Effects of Estrogen Deficiency on Body Tissues
Estrogen affects many body systems, including temperature control, neuronal and vascular functioning, bone strength, and tissue vitality. Changes in temperature control and hormonal fluctuations may be responsible for a constellation of vasomotor symptoms that include hot flashes, negative mood swings (irritability and weeping), sleep disturbances, and muscle or joint pain.[2,12,13] All of these symptoms can have a significant effect on each other, as well as on a woman’s quality of life. Vasomotor symptoms are experienced by more than half of all women in menopause.
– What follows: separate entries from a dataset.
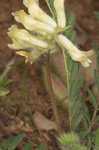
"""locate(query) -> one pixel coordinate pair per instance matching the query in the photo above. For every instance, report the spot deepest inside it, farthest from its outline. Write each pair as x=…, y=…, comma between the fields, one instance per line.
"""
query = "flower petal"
x=22, y=39
x=74, y=52
x=38, y=13
x=31, y=24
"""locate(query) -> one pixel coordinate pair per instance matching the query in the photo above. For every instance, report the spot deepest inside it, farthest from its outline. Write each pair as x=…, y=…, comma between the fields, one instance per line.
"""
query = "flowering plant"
x=42, y=32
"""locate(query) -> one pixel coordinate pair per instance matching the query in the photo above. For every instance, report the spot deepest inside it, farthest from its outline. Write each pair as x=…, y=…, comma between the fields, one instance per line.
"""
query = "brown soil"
x=35, y=95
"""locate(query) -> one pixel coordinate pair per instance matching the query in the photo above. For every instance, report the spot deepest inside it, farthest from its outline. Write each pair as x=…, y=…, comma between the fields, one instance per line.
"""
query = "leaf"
x=70, y=33
x=77, y=122
x=85, y=111
x=96, y=14
x=28, y=146
x=89, y=144
x=92, y=99
x=3, y=91
x=42, y=123
x=97, y=119
x=50, y=4
x=97, y=140
x=97, y=79
x=71, y=20
x=24, y=85
x=75, y=89
x=41, y=147
x=11, y=143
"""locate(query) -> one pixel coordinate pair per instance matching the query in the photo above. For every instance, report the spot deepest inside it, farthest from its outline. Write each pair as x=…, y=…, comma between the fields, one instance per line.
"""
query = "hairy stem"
x=68, y=87
x=51, y=93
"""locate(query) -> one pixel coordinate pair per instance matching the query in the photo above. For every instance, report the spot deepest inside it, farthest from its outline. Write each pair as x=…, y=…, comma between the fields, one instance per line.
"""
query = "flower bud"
x=22, y=39
x=60, y=13
x=31, y=24
x=38, y=13
x=74, y=52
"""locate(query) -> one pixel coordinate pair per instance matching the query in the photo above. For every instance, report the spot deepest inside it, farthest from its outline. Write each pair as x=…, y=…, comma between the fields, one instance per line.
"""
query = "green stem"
x=68, y=88
x=51, y=93
x=92, y=121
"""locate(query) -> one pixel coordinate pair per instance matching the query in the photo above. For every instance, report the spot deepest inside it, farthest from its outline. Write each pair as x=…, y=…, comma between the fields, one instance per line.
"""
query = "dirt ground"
x=36, y=97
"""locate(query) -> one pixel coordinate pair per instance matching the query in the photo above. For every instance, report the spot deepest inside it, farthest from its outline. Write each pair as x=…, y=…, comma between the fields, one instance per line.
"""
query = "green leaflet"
x=28, y=146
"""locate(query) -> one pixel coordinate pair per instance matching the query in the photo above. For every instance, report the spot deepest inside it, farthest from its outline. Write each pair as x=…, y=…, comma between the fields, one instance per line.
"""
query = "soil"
x=36, y=97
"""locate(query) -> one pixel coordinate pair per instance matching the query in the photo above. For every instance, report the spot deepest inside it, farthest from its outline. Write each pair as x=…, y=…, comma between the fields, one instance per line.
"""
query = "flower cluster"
x=42, y=32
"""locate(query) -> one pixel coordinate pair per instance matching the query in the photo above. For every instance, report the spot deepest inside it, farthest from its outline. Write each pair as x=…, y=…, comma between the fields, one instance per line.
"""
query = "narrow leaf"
x=97, y=140
x=41, y=147
x=28, y=146
x=77, y=122
x=92, y=99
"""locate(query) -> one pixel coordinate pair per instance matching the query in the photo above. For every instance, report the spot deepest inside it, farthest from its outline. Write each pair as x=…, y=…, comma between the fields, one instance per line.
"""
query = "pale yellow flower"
x=60, y=13
x=38, y=13
x=31, y=56
x=22, y=39
x=31, y=24
x=75, y=53
x=25, y=54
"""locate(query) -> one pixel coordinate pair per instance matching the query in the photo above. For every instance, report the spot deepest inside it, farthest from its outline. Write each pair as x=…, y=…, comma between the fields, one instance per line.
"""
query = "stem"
x=51, y=93
x=68, y=87
x=92, y=121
Tissue changes include a loss of collagen(Drug information on collagen), decreased secretions, and epithelial atrophy. Results of these changes on the skin manifest as excessive dryness, sagging, and wrinkling.[14,15] In the pelvis, there is a loss of elasticity and lubrication of vaginal tissues, causing dyspareunia and friability as well as a decreased response to sexual stimulation.[2,16] The acidity of the vaginal environment diminishes, increasing the risk of infection.
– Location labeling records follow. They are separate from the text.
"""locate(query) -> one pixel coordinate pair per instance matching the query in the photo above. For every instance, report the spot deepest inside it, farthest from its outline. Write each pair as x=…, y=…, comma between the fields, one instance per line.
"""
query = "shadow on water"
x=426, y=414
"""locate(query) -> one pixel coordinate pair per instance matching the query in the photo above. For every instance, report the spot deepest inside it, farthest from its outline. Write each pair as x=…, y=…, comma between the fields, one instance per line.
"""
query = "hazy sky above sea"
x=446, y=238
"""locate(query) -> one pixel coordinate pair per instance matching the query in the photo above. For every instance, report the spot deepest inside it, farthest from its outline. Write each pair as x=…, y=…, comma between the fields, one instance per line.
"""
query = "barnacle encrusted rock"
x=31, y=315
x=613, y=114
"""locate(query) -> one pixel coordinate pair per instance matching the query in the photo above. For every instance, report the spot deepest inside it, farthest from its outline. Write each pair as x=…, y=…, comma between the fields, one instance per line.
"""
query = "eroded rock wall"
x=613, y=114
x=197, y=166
Urogenital health also changes, with decreased muscle tone of the urinary sphincter muscles contributing to stress incontinence.[17] The urethra and bladder may become more irritable.
Bone and vascular health may also be affected by lower estrogen levels. In menopause, bones become more porous, with bone loss exceeding bone repair, thus increasing the risk of osteoporosis and fractures.[2,15] Cardiac arteries become less flexible, and fats circulating in the blood take on a less beneficial profile; levels of low-density lipids increase, and levels of high-density lipids decrease. Correspondingly, the risk of cardiac disease increases after menopause.[15]
Neuronal health may also suffer. Preliminary descriptive and epidemiologic evidence suggests that lowered estrogen levels may impair cognitive functioning. Women undergoing menopause report difficulty with short-term memory and concentration.[18,19] Additionally, epidemiologic research has shown that women are at greater risk than men for earlier expression and development of Alzheimer’s disease.[2]
Preliminary data suggest that estrogen has a protective effect against Alzheimer’s disease.[20,21] It is hypothesized that lowered estrogen levels decrease the transport of glucose into the central nervous system. Therefore, cells may be denied important nutrients and may end up with excessive neuron loss in the hippocampus, the area of the brain that controls memory function.[2,22] Estrogen is also thought to increase regional blood flow in the brain. Much of this evidence comes from in vitro research. Therefore, the exact interaction between estrogen and cognitive function in postmenopausal women has not yet been elucidated.